The legal basis of legitimate interests: Focus sheet on measures to implement in case of data collection by web scraping
The collection of data accessible online by web scraping must be accompanied by measures to guarantee the rights of data subjects.
Reminder on the doctrine of the CNIL
The practice of data scraping has significantly increased, especially with the rapid expansion of generative AI systems which use vast amounts of freely accessible online data. However, the use of such techniques poses inherent risks to the rights and freedoms of individuals, who do not control the re-use of their online accessible data. The generalization of web scraping has thus transformed the nature of internet use, enabling third parties to read, collect, and reuse any data published online by individuals, which poses significant and unprecedented risks for data subjects.
The CNIL has regularly called for vigilance regarding these practices and issued a series of recommendations to be respected to implement them. The CNIL has also advocated for the creation of an ad hoc legislative framework (see, in particular, the CNIL opinion of December 15, 2022 on the “Polygraphe” project, in French), aiming at securing entities using such practices, regulating them and protecting personal data freely accessible online.

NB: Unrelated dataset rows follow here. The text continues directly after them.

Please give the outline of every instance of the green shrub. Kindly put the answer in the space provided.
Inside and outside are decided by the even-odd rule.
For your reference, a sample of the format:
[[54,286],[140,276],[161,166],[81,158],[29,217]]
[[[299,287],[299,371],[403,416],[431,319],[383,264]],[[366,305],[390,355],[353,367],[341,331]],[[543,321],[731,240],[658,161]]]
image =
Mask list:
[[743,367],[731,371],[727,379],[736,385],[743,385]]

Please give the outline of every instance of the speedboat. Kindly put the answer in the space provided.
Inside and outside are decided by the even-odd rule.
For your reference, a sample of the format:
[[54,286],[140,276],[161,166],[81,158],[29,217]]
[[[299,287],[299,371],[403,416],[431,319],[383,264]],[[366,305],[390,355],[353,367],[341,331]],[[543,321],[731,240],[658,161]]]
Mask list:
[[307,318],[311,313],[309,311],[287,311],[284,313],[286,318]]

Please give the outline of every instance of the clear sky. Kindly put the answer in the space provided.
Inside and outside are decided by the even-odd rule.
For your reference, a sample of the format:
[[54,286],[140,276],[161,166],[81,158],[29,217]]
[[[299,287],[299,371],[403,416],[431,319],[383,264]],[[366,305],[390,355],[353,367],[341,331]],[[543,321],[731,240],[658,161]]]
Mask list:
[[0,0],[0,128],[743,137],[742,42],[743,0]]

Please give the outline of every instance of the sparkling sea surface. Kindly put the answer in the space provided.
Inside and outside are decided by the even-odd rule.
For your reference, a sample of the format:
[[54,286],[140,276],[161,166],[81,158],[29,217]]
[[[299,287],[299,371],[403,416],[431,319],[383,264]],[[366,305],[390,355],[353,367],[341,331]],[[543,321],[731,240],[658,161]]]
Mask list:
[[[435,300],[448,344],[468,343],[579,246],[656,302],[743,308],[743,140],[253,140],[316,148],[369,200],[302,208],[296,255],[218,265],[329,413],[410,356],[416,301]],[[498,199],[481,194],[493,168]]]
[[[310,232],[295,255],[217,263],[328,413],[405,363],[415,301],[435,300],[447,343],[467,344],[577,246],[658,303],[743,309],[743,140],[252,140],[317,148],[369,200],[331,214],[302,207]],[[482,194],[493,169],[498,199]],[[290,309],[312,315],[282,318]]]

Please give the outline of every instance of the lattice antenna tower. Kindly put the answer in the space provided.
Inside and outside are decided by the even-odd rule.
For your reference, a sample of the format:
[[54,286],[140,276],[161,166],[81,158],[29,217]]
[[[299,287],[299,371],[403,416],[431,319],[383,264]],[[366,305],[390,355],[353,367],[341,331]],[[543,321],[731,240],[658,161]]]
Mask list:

In some cases, the CNIL has deemed such practices prohibited in the absence of a legal framework (in particular where processing operations are carried out by competent authorities for the purpose of detecting infringements). Conversely, they have been accepted in other cases, provided that stringent safeguards were implemented, for example for searching the internet for information leaks (RIFI).
For the moment, in the absence of a specific legal framework, this how-to sheet recalls the controllers’ obligations and specifies the conditions under which such processing may be implemented for developing an AI system.
The legality of web scraping depends in particular on the possibility of relying on a valid legal basis. Collecting data accessible online to create a training dataset may be based on the legitimate interest, provided that it complies with the conditions set out in the legitimate interest how-to sheet.